WKNK
- Callaway, Florida; United States;
- Broadcast area: Panama City, Florida
- Frequency: 103.5 MHz
- Branding: Radio Fe

Programming
- Format: Spanish Christian

Ownership
- Owner: Faith Radio Network, Inc.
- Sister stations: WASJ, WLTG, WPCF

History
- First air date: October 12, 1989 (as WXDZ)
- Former call signs: WXDZ (1989–1989); WBKL (1989–1991); WDRK (1991–1997); WMXP (1997–2004); WAKT-FM (2004–2012);
- Call sign meaning: From "Kick'n Country" format in 2012

Technical information
- Licensing authority: FCC
- Facility ID: 42371
- Class: C1
- ERP: 100,000 watts
- HAAT: 129 meters (423 ft)
- Transmitter coordinates: 30°10′51.00″N 85°29′45.00″W﻿ / ﻿30.1808333°N 85.4958333°W

Links
- Public license information: Public file; LMS;
- Webcast: Listen live
- Website: faithradio.us/

= WKNK =

WKNK (103.5 FM) is a radio station broadcasting a Spanish Christian format. Licensed to Callaway, Florida, United States, the station serves the Panama City area. The station is currently owned by the Faith Radio Network.

==History==
WKNK first signed on on 12 October 1989 as WXDZ. On 5 December of the same year, its call sign was changed to WBKL. WBKL, known as "Cool 103.5", was an oldies station. On 6 December 1991, WBKL became WDRK, and billed itself as "Rock 103". It was a modern- and alternative-rock oriented station.

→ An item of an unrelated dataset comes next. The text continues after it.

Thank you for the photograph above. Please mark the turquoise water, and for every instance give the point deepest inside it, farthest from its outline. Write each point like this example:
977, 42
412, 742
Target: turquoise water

This lasted until 21 November 1997, when its call sign was again changed, this time to WMXP, and was known as "Mix 103". In 2000, the station changed its format to Soft Rock, and its branding to "Lite Rock 103.5". In 2002, WAKT (then a country station) and WMXP traded formats, WMXP rebranding itself to "Max Country 103.5".

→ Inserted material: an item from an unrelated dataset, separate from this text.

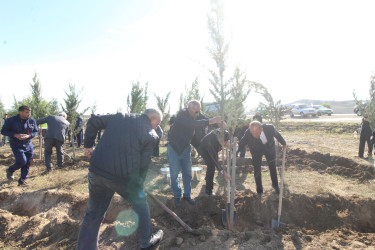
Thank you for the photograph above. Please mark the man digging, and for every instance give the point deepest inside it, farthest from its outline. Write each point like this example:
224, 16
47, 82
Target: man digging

On 10 Mar 2004, Max Country 103 became Kat Country and its call sign was changed to WAKT-FM. In 2009, WAKT-FM switched over to Hank FM branding, which lasted until 2012.

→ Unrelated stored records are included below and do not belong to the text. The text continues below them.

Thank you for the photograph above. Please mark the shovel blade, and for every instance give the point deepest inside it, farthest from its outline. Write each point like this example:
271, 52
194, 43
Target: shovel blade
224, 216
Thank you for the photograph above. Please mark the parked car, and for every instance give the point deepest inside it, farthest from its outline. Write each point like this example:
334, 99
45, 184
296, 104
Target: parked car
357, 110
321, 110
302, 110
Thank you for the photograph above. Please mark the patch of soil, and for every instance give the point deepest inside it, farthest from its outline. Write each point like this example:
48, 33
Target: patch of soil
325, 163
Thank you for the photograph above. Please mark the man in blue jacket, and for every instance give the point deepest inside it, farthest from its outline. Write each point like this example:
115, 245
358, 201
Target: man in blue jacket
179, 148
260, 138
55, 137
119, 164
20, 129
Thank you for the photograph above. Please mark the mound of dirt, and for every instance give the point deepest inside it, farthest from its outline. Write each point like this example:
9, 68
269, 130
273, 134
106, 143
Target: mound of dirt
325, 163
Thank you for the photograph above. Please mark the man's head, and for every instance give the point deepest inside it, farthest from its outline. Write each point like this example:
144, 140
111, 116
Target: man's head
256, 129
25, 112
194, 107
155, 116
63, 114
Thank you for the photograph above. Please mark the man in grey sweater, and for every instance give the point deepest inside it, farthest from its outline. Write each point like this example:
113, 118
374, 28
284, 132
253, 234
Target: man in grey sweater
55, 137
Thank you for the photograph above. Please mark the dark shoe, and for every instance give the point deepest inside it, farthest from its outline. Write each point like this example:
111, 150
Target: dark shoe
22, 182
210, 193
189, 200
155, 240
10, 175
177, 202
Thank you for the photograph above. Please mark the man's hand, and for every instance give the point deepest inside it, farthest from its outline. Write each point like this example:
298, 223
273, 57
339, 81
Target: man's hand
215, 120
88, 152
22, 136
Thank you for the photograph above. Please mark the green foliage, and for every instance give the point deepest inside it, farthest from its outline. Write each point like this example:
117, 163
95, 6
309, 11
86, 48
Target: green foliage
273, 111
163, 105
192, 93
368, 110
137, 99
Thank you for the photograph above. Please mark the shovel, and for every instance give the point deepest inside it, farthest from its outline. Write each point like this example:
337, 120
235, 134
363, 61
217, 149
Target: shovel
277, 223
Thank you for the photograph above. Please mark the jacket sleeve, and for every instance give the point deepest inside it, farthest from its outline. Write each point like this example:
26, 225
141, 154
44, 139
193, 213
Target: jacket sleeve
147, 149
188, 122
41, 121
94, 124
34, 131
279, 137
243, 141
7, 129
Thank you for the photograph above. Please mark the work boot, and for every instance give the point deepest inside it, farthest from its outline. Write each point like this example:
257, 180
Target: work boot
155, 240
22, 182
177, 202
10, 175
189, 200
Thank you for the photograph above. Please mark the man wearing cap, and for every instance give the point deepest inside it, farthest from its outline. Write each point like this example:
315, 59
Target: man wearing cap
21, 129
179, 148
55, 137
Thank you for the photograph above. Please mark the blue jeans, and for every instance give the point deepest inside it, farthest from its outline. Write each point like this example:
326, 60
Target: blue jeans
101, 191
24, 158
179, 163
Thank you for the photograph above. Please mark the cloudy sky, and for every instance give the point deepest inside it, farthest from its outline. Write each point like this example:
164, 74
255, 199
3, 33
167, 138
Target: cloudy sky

On 9 October 2012, its call sign was changed to WKNK and its branding to "Kick'n Country 103.5". Until 2018, WKNK featured "The Gulf Coast Morning Show with Flip & Streeter". Personalities included Melissa Miller, Brad McKay and Jay Arthur, with additional programming from Premiere Radio Networks and Westwood One.

On 10 October 2018, Hurricane Michael destroyed the facilities of Powell Broadcasting, then-owner of WKNK, WASJ, WPFM, and WRBA. After WKNK, WASJ, and WRBA were purchased by Gulf Coast Broadcasting in December 2018 (WPFM was sold to EMF), WKNK was the first to go back on the air on 23 January 2019, under the Hank FM moniker. The sale to Gulf Coast Broadcasting was consummated on April 30, 2019, at a price of $325,000.

On July 3, 2019, Gulf Coast Broadcasting sold WKNK, WASJ, and WRBA to Great American Media for $700,000. The sale was consummated on September 26, 2019.

In February 2020, the Hank FM name was dropped and it was once again rebranded to "Kickin' Country 103.5".

Effective July 1, 2022, Great American Media sold WKNK, WASJ, and WRBA to Roberta Fagan's RoRo Investments for $180,000.

WKNK and sister WASJ were sold to the Tallahassee-based Faith Radio Network in March 2025. The station would flip from the Kick'n Country format to Faith Radio's Spanish-language programming later that month, effectively simulcasting WLTG.